Study: Vent therapy cuts readmission rates for COPD patients
By HME News Staff
Updated Thu July 16, 2015
ANDOVER, Mass. - Readmission rates for COPD patients who were hospitalized two or more times within a year and who were transitioned to a patient management program that included treatment with non-invasive positive pressure ventilation were reduced 97% during the subsequent 12 months, according to new research published in the Journal of Clinical Sleep Medicine. The proportion of COPD patients included in the study who were readmitted on two or more occasions decreased from 100% (397 of 397) in the year prior to initiation of intervention to 2.2% (9 of 397) in the following year. The study, authored by Steven Coughlin, PhD, Wei Liang, PhD, and Sairam Parthasarathy, MD, examined 397 patients who had all been hospitalized at least twice in a single year with an acute COPD exacerbation.
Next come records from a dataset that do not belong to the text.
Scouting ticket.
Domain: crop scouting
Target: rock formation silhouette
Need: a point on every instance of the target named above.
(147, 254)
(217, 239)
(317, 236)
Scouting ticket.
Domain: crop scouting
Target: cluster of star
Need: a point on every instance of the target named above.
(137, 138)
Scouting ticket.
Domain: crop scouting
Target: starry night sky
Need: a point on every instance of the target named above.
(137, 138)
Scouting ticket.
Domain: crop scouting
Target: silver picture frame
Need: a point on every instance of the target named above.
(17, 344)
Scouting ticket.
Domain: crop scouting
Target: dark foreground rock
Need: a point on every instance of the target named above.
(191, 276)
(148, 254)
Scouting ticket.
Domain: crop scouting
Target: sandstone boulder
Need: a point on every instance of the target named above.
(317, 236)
Each patient was prescribed a Trilogy ventilator manufactured by Philips Respironics for home use. Continued in home care consisted of medication management, oxygen therapy, patient education and ongoing respiratory therapist care in the home. “This study holds promise in how a multi-faceted intervention could assist health systems in significantly improving the care of the patients with advanced stage COPD in their home,” said Parthasarathy, professor of medicine and director of the Center for Sleep Disorders at Banner University Medical Center in Tucson.